Hitchens is currently fighting the last stages of oesophageal cancer, and he was bald and rather weak. But because it could possibly be his last debate, the crowd was unbelievably behind him.
And it was pretty amazing that amongst the atheists who were all typing in their comments, there seemed to be a pretty strong community. Messages kept popping up.
Hi, atheist from Muskoka!
Atheist from Norway signing in!
On and on, from Hong Kong, Atlanta, and Africa, they were signing in, enjoying the excitement.
The debate began, and from the start Hitchens shone. Blair looked like a flailing turtle beside him.
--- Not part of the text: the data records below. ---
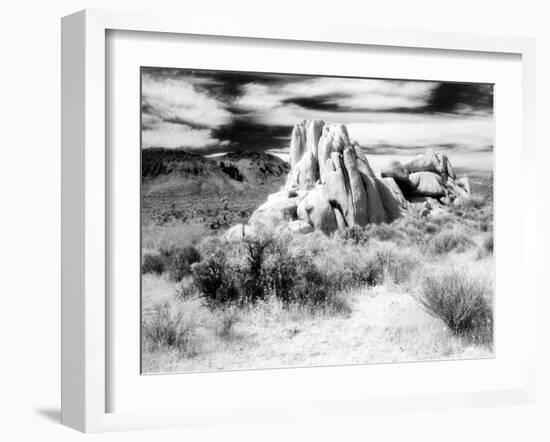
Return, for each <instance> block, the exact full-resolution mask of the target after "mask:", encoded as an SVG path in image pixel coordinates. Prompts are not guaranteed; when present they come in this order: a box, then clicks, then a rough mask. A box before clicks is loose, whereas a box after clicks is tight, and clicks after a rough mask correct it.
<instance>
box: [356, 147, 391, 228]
mask: <svg viewBox="0 0 550 442" xmlns="http://www.w3.org/2000/svg"><path fill="white" fill-rule="evenodd" d="M354 150H355V154H356V155H357V169H358V170H359V173H360V174H361V178H362V180H363V184H364V186H365V190H366V192H367V211H368V217H367V219H368V223H374V224H380V223H383V222H386V221H388V218H389V217H388V214H387V213H386V209H385V207H384V203H383V201H382V195H381V194H380V188H379V185H378V178H377V177H376V175H375V174H374V171H373V170H372V168H371V167H370V164H369V161H368V160H367V157H366V155H365V154H364V153H363V151H362V150H361V147H360V146H359V145H358V144H355V146H354Z"/></svg>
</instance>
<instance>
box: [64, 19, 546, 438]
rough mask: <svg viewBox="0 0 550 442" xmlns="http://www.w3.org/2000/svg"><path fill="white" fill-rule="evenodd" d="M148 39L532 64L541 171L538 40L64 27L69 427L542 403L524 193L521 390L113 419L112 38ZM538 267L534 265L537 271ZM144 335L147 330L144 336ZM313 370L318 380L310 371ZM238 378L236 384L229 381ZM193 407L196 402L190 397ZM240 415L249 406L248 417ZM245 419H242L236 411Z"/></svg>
mask: <svg viewBox="0 0 550 442" xmlns="http://www.w3.org/2000/svg"><path fill="white" fill-rule="evenodd" d="M112 30H114V31H142V32H155V33H163V34H169V33H170V34H182V35H185V34H187V35H211V36H219V37H223V36H227V37H239V38H253V39H276V40H286V41H301V42H303V41H307V42H318V43H339V44H342V45H371V46H372V45H375V46H379V47H381V48H384V47H388V48H389V47H400V48H410V49H415V48H416V49H417V48H425V49H437V50H443V51H471V52H476V53H479V54H483V53H502V54H514V55H517V56H520V57H521V73H522V90H521V96H522V121H521V122H518V124H519V125H521V134H522V140H521V162H522V167H523V170H522V173H524V174H526V175H527V173H528V171H529V170H530V169H531V168H533V167H534V163H535V146H534V127H533V124H534V108H535V78H534V76H535V66H534V64H535V43H534V40H532V39H527V38H517V37H494V36H478V35H463V34H450V33H427V32H415V31H406V32H405V31H399V32H398V31H388V30H374V29H367V28H365V29H363V28H360V29H358V28H351V27H345V26H334V25H331V26H330V27H319V26H301V27H299V28H298V27H288V26H286V27H284V28H283V27H281V26H279V25H277V24H269V23H267V22H264V23H257V22H254V23H253V22H245V21H243V22H242V23H229V22H222V21H219V22H218V21H215V20H211V19H206V18H201V17H193V20H188V21H187V22H186V21H182V20H181V19H180V18H178V17H170V16H153V15H151V14H140V13H125V12H111V11H99V10H86V11H81V12H78V13H76V14H73V15H70V16H67V17H65V18H63V20H62V123H63V127H62V423H63V424H65V425H67V426H70V427H72V428H75V429H78V430H80V431H85V432H98V431H114V430H124V429H139V428H157V427H168V426H185V425H204V424H214V423H221V422H224V423H232V422H250V421H258V420H273V419H284V418H289V417H293V418H296V417H311V416H331V415H342V414H362V413H368V412H370V411H380V410H383V411H387V412H395V411H399V410H418V409H432V408H434V409H435V408H451V407H470V406H478V407H479V406H489V405H504V404H512V403H514V404H519V403H532V402H533V401H534V400H535V399H534V398H535V391H536V388H535V348H534V343H535V341H536V340H535V339H534V334H535V317H536V296H537V290H536V286H535V277H534V272H535V268H536V266H533V265H528V262H527V260H526V257H527V256H531V257H534V256H536V252H535V247H536V237H535V229H534V228H533V226H534V223H535V209H534V208H535V206H536V203H535V202H536V193H535V192H533V191H532V189H529V191H528V190H527V189H526V188H525V189H522V190H521V198H522V201H521V205H522V211H521V220H522V229H521V232H520V234H521V240H522V241H521V243H522V250H521V253H522V256H521V274H522V278H521V279H522V285H521V287H522V293H521V296H522V304H521V305H522V306H523V315H522V316H521V317H520V318H519V319H518V321H520V325H521V327H523V328H524V330H525V336H530V337H532V339H526V340H525V353H524V354H523V355H522V356H521V357H522V358H523V359H522V360H521V363H522V366H523V375H522V377H521V382H519V383H518V382H517V380H516V379H514V380H513V381H511V382H510V383H509V385H507V386H506V388H499V389H488V390H487V389H483V388H479V389H477V390H475V391H468V392H450V391H449V392H440V393H427V394H424V395H413V396H410V395H409V396H408V395H405V394H403V395H395V394H393V395H391V396H390V395H388V396H382V397H380V396H378V397H367V396H365V397H359V398H349V397H345V396H342V397H340V398H336V399H335V398H334V397H330V398H329V397H327V398H325V399H323V398H316V399H315V400H311V401H310V402H308V403H307V404H301V405H300V406H297V404H291V403H288V404H281V403H277V404H273V405H272V406H265V405H262V404H260V403H258V404H257V405H256V406H254V405H253V404H252V405H251V403H247V404H235V409H234V410H232V409H231V407H227V411H225V412H223V411H222V412H219V413H218V412H212V413H208V412H206V411H202V410H197V412H196V413H193V414H189V413H188V412H187V413H186V412H185V411H179V412H178V411H171V412H167V411H165V410H164V411H163V410H157V411H152V410H151V411H140V412H108V404H107V397H108V393H109V389H110V388H112V385H110V384H109V376H108V375H107V373H108V366H109V358H110V357H111V356H110V354H109V348H110V347H109V345H108V340H107V327H108V325H109V320H108V318H109V316H110V312H109V304H108V302H107V291H108V290H107V288H108V272H107V268H108V265H109V256H108V247H107V244H108V242H109V241H110V238H109V233H110V232H109V229H108V227H107V226H108V217H109V209H108V208H109V204H110V197H109V187H108V184H107V180H108V174H107V173H106V171H107V166H108V164H107V161H108V160H107V159H108V156H107V155H106V148H107V144H106V119H107V118H108V108H107V106H106V103H107V97H106V93H108V89H107V84H106V78H105V77H106V76H105V72H106V63H107V60H106V56H107V51H106V33H107V32H108V31H112ZM532 260H533V258H531V261H530V262H531V264H532ZM137 332H138V331H137V330H136V333H137ZM306 370H307V369H306ZM217 375H218V376H227V374H223V373H220V374H217ZM187 399H188V400H190V401H192V398H187ZM237 405H238V406H237ZM235 410H238V413H237V412H235Z"/></svg>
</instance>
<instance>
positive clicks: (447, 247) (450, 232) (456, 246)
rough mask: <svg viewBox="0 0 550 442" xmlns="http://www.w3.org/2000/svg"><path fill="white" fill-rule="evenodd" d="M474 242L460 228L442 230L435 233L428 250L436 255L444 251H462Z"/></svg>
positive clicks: (464, 231)
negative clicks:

He tried to make an important point time after time, but he didn't have Hitchens razor-wit and sparkling repartee.
Hitchens had an interesting sentence to say:
"Once you assume a creator and a plan it makes us cruel objects in a plan in which we are created sick and ordered to be well."
It's funny, because I've been wrestling with a lot of thoughts about God and life for around three years now, and the questions that Hitchens kept firing where cleverly phrased versions of my own. He referred to God as, "The Divine Dictatorship - a celestial North Korea." and said that, "Religion forces nice people to do unkind things, and intelligent people to do stupid things."
I'm afraid I found Hitchens so much more interesting than anything Blair had to say. Blair kept trying to make the point that, even though religion has spurred people to do violent, cruel and evil things, he believes so much more good has been done by people acting out of love of their God. He kept making this point a dozen times, trying to phrase it differently.
But he just sounded weak and floundering, to the very sharp Hitchens who had a complete arsenal of arguments that Blair did not try to defend. At one point, when Blair was laboriously spelling out a point, Hitchens began swinging in his legs in the anticipation of creaming him in the next rebuttal.
Blair was trying to say a good thing. He had a good and valid point. But he lacked the abilities and charisma of Hitchens. I got what he meant, but he was standing in a room almost full of atheists, and it's not easy to argue with them.
Hitchens concluded in the end that Humanism is the only chance for Salvation. Which is a clever argument, but an old one...because humans can't save themselves. They don't have the ability to do so, and Utopians who have attempted it in the past have all miserably failed.
At the end, people applauded Hitchens for several minutes, with (dare-I-say-it?) an almost religious fervour; and I have no doubt that he won the argument. I went out for tea last night, and announced that I thought I would become an atheist. My mum told me to eat my dinner.
It's funny. Even though Hitchens had some good points, and decent angry complaints against the Deity who is represented by one annoying fan-club, it was like some part of him does desire good and truth, without religiosity. And I hope he does get to meet God one day, and find that it's a fulfilment of something he has always longed for, and desired.
He talked for a moment about the universe, and said that he finds it a good deal more inspiring than any Burning Bush.
So I think maybe he can see God in the world, and in other people....and I think he likes it.